XPost: comp.theory, sci.math   
   From: polcott333@gmail.com   
      
   On 1/3/2026 1:18 PM, Richard Damon wrote:   
   > On 1/3/26 11:47 AM, olcott wrote:   
   >> On 1/3/2026 10:32 AM, Mike Terry wrote:   
   >>> On 03/01/2026 03:30, Richard Damon wrote:   
   >>>> On 1/2/26 9:43 PM, André G. Isaak wrote:   
   >>>>> On 2026-01-01 20:09, Richard Damon wrote:   
   >>>>>> On 1/1/26 9:45 PM, André G. Isaak wrote:   
   >>>>>>> On 2026-01-01 16:48, Richard Damon wrote:   
   >>>>>>>> On 1/1/26 6:13 PM, Tristan Wibberley wrote:   
   >>>>>>>>> On 01/01/2026 22:40, Richard Damon wrote:   
   >>>>>>>>>   
   >>>>>>>>>> But it IS a theorem of the base system, as it uses ONLY the   
   >>>>>>>>>> mathematical   
   >>>>>>>>>> operations definable in the base system. What makes you think   
   >>>>>>>>>> it isn't a   
   >>>>>>>>>> Theorem in the base system.   
   >>>>>>>>>   
   >>>>>>>>> It has no derivation in the base system, if it had you wouldn't   
   >>>>>>>>> think   
   >>>>>>>>> the base system were incomplete.   
   >>>>>>>>>   
   >>>>>>>>   
   >>>>>>>> It has no PROOF in the base system.   
   >>>>>>>   
   >>>>>>> Which means it is not a theorem of the base system. A theorem is   
   >>>>>>> a statement which can be proven in a particular system.   
   >>>>>>   
   >>>>>> I guess it depends on your definition of a "Theorem".   
   >>>>>>   
   >>>>>> I am using the one that goes:   
   >>>>>>   
   >>>>>> "A Theorem is a statement that has been proven."   
   >>>>>  >   
   >>>>>> note, no restriction that the proof was in the system the Theorem   
   >>>>>> is stated in, as long as the proof shows that it is actually True   
   >>>>>> in that system.   
   >>>>>   
   >>>>> A theorem is a statement that can be derived from the axioms of a   
   >>>>> particular system. It may be true in other systems, but it is only   
   >>>>> a theorem in systems in which it can be derived.   
   >>>>   
   >>>> Right, And the statement og Godel's G can be fully derived in the   
   >>>> base system, as it is purely a mathematical relationship using the   
   >>>> operations derivable in the system.   
   >>>   
   >>> Neither G nor ¬G has a derivation (in your terms, a "formal prooof")   
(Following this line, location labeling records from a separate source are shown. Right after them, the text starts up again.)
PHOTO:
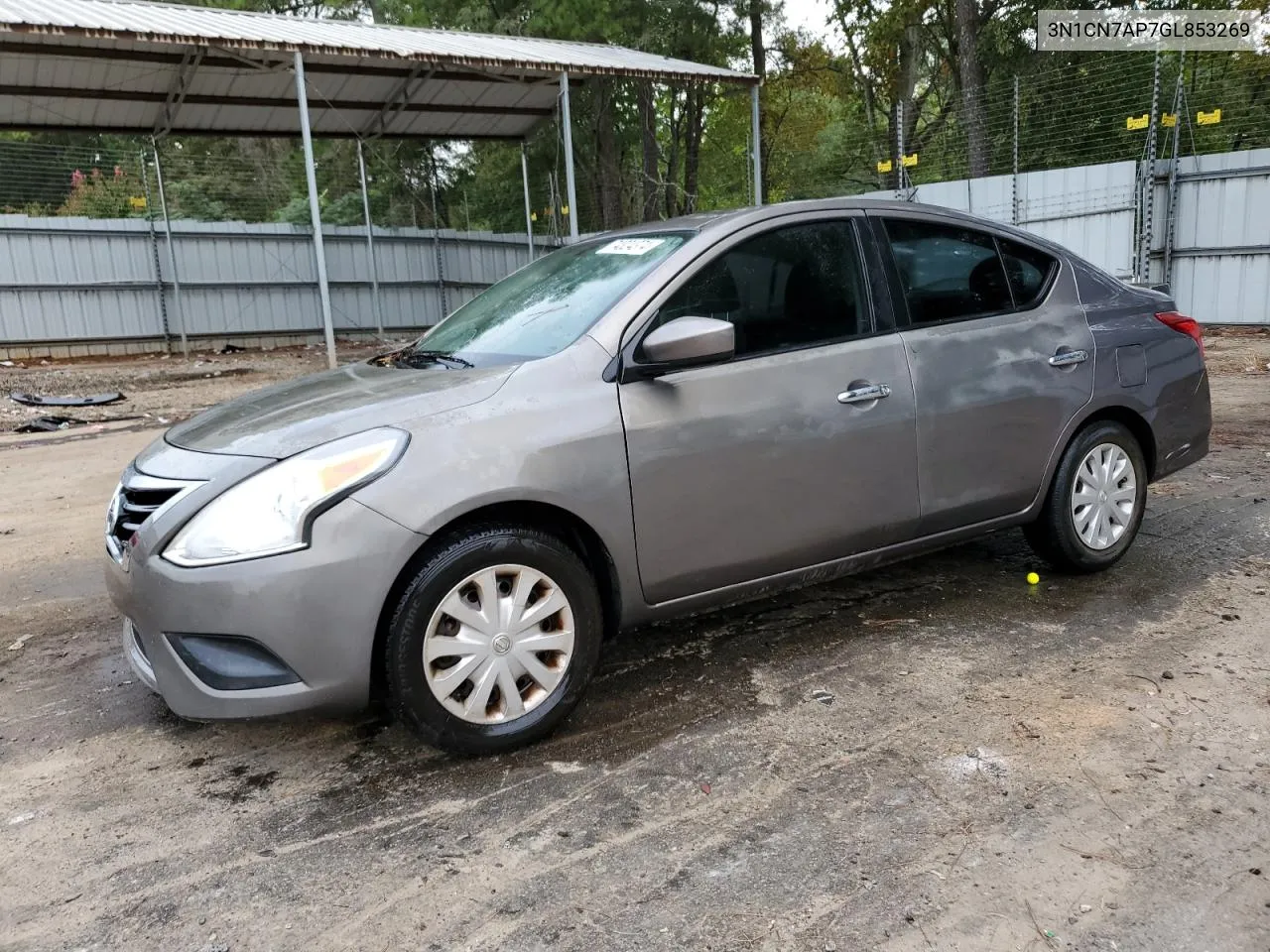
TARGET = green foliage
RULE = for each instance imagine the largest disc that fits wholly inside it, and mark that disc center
(102, 195)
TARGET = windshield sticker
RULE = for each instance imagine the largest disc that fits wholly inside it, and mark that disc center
(630, 246)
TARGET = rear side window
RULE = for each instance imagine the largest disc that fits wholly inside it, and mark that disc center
(948, 272)
(1029, 271)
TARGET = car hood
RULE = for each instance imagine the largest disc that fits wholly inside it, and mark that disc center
(290, 417)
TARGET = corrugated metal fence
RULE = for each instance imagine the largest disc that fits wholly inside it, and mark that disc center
(82, 280)
(1218, 266)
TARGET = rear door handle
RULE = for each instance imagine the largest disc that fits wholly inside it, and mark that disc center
(1066, 358)
(860, 395)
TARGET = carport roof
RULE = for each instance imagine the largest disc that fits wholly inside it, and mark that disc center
(130, 66)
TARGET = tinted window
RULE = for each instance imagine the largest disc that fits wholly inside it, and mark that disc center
(786, 289)
(548, 304)
(1028, 270)
(948, 272)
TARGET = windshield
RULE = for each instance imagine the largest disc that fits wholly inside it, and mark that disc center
(545, 306)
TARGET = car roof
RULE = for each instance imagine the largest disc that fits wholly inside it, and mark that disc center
(730, 220)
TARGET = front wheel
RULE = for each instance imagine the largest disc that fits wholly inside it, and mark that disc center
(494, 640)
(1095, 503)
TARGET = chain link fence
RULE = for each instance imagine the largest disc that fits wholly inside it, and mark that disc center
(691, 155)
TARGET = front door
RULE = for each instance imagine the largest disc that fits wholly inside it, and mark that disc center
(1002, 358)
(801, 449)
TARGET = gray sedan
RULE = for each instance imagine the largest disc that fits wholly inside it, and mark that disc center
(635, 426)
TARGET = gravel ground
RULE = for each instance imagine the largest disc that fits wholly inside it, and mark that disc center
(159, 389)
(930, 757)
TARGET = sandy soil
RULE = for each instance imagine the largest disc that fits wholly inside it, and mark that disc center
(930, 757)
(159, 389)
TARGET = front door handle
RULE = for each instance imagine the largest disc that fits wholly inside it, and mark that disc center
(860, 395)
(1066, 358)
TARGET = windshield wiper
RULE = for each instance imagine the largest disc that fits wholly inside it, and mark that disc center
(408, 357)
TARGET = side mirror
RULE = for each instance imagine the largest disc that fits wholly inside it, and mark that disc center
(683, 343)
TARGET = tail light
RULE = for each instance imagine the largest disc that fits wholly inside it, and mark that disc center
(1184, 325)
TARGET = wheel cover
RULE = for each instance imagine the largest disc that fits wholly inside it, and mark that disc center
(499, 644)
(1103, 497)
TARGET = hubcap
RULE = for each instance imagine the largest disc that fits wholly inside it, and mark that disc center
(499, 644)
(1103, 495)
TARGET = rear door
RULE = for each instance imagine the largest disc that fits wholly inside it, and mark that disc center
(1001, 357)
(802, 448)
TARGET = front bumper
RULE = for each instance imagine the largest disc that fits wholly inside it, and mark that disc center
(317, 610)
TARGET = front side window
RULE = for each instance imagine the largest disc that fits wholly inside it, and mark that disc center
(786, 289)
(545, 306)
(1028, 270)
(948, 272)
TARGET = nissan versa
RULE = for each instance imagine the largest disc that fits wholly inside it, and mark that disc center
(636, 426)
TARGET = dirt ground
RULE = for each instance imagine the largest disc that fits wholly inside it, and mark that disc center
(930, 757)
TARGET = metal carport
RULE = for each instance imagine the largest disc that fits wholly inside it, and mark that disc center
(125, 66)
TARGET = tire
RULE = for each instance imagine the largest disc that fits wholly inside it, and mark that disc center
(457, 576)
(1056, 536)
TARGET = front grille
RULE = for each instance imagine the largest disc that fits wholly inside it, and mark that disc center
(136, 500)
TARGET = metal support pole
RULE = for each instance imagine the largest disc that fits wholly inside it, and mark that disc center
(1148, 179)
(756, 135)
(172, 254)
(370, 243)
(899, 150)
(436, 239)
(571, 185)
(1171, 213)
(316, 211)
(154, 254)
(529, 211)
(1014, 181)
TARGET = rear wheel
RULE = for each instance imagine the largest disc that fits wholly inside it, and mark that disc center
(1095, 504)
(494, 640)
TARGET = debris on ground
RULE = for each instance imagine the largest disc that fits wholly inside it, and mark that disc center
(90, 400)
(50, 424)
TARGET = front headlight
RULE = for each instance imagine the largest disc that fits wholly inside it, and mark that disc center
(270, 513)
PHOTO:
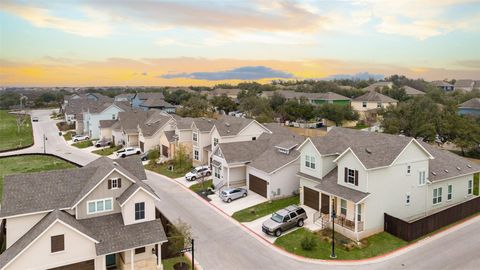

   >>> within the base system.  That is what Godel proves, showing that the   
   >>> base system is incomplete.   
   >>>   
   >>> Mike.   
   >>>   
   >>>>   
   >>>> The implications of this statement can't be understood in the   
   >>>> system, but that isn't a requirment to be a Theorem.   
   >>>>   
   >>>>>   
   >>>>> An obvious example to illustrate this would be the fact that there   
   >>>>> are many theorems which can be derived in Euclidean geometry, but   
   >>>>> which are not theorems of various non-Euclidean geometries. That is   
   >>>>> to say, not only can they not be derived in those non-Euclidean   
   >>>>> geometries, but they can be shown to be *false* in those non-   
   >>>>> Euclidean geometries.   
   >>>>   
   >>>> Right, but G isn't like this.   
   >>>>   
   >>>>>   
   >>>>> Theoremhood is always tied to a particular formal system.   
   >>>>   
   >>>> Right, and the statement G needs nothing outside of the base system   
   >>>> to be created.   
   >>>>   
   >>>   
   >>> Sure.  Just creating a statement doesn't mean the statement is a   
   >>> Theorem.  Theorems need a "formal proof" (aka, a derivation) in that   
   >>> formal system.  You have a basic misunderstanding somewhere!   
   >>>   
   >>> Mike.   
   >>>   
   >>>   
   >>>> What the meta-system provides is a "hidden" meaning to it.   
   >>>>   
   >>>>>   
   >>>>> André   
   >>>>>   
   >>>>   
   >>>>   
   >>>> It is sort of like given a binary of a program. The base computer   
   >>>> still considers it a program, even if the only way to figure out   
   >>>> what this program does is to run it with all sorts of input. So,   
   >>>> even without a C compiler, that binary is a program.   
   >>>>   
   >>>> WIth the C compiler and the C source code, we can understand much   
   >>>> better what the program does, and might not need to run it for a   
   >>>> bunch of inputs.   
   >>>>   
   >>>> The fact that program came out of the C compiler. doesn't make it   
   >>>> not a program for that processor.   
   >>>>   
   >>>> In the same way, G is a statement about using a specific set of   
   >>>> operations defined in the base system and whether any number given   
   >>>> will statisfy it. WIth just the assembly code, that may be   
   >>>> impossible to determine, as there are an infinite number of possible   
   >>>> inputs, so we can't test them all.   
   >>>>   
   >>>> But, that sequence of operations that G uses, came out of a   
   >>>> "compiler" in the meta-system, from which we can see that this set   
   >>>> of instructions are just a proof tester, to see if the number is a   
   >>>> representation of a give proof of the statement G in the base   
   >>>> system, where every proof in the base system produces a unique   
   >>>> number, and every number produces a possible proof in the base   
   >>>> system (though many are just non-sense)   
   >>>>   
   >>>> The fact we used a "compiler" to generate the statement doesn't make   
   >>>> it not a program in the base system, but does let us understand what   
   >>>> it does.   
   >>>   
   >>> You have used lots of words to explain, in effect, that the G   
   >>> statement is a statement of the base system.  Well, most everybody   
   >>> here understands that perfectly well.  (Not PO though...)  Your   
   >>> analogy with programs has nothing more than   
   >>>   
   >>>    program  <---> statement in the language of the formal system   
   >>>                   (or what is often called a "sentence"   
   in that   
   >>> language)   
   >>>   
   >>> so program does not correlate with "Theorem" of the formal system.   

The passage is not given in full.